Just to the north of Desert Cove, on Via Linda, is the famous / infamous Hidden Hills climb. Used to be, you could ride to the top of this as well, ending once again at a cul-de-sac. The gates to this area were purposely designed to allow cyclists through, this being on a public easement. However, a few years ago the gates were closed to cyclists, with no indication when they would be opened again. That meant we could ride only as far as the gates.

Oh well, at least we could still ride up Scottsdale Mountain. Except there are gates on Scottsdale Mountain as well, though for a while we were allowed through. The Thursday morning Gainey Village / Tri Scottsdale group used to ride past these gates, waving and saying hi to the guards on the way up, ending the climb at yet another cul-de-sac.

This, the last of the series of three climbs, became more and more popular to other groups. That made me worry whether we would lose access to this area. Alas, that came to pass last fall.

So, the tops of the three hills of Via Linda were taken away from us, one by one, over the past few years.
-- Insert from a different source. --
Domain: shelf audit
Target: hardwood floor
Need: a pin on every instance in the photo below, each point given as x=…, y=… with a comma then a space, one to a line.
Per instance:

Like most living things, the Thursday morning group just adapted, and began doing a different circuit out this way, riding as far as possible up all the hills in the area, including the now shortened ones. There are seven (I believe) such possibilities. Even though none of the climbs are long or steep, there’s enough of them to constitute a decent workout. We make the best of it.

I was just getting used to this new early morning circuit, when, alas, I crashed in April, ending my weekly training rides for now and probably altering them significantly in the future. This last, personal change, is of course a big one for me. But all I can do is adapt, and figure out some new routine.

Another thing these weekly group rides have shown me is that groups themselves are alive, in some sense. They are ever-changing and take on various personalities as time goes by, as people come and go in a steady stream. The groups are born, they grow, and they die, just like living things.

Don’t know what all this means. Just making note of it.

I can’t help but think, though, that this presents a perfect opportunity to consider one of the core philosophies of Eastern thought: That nothing is permanent, and the most sensible thing to do is to get used to it — embrace it even.

Of course, that is a paradox of sorts — to embrace something as slippery and elusive as change is.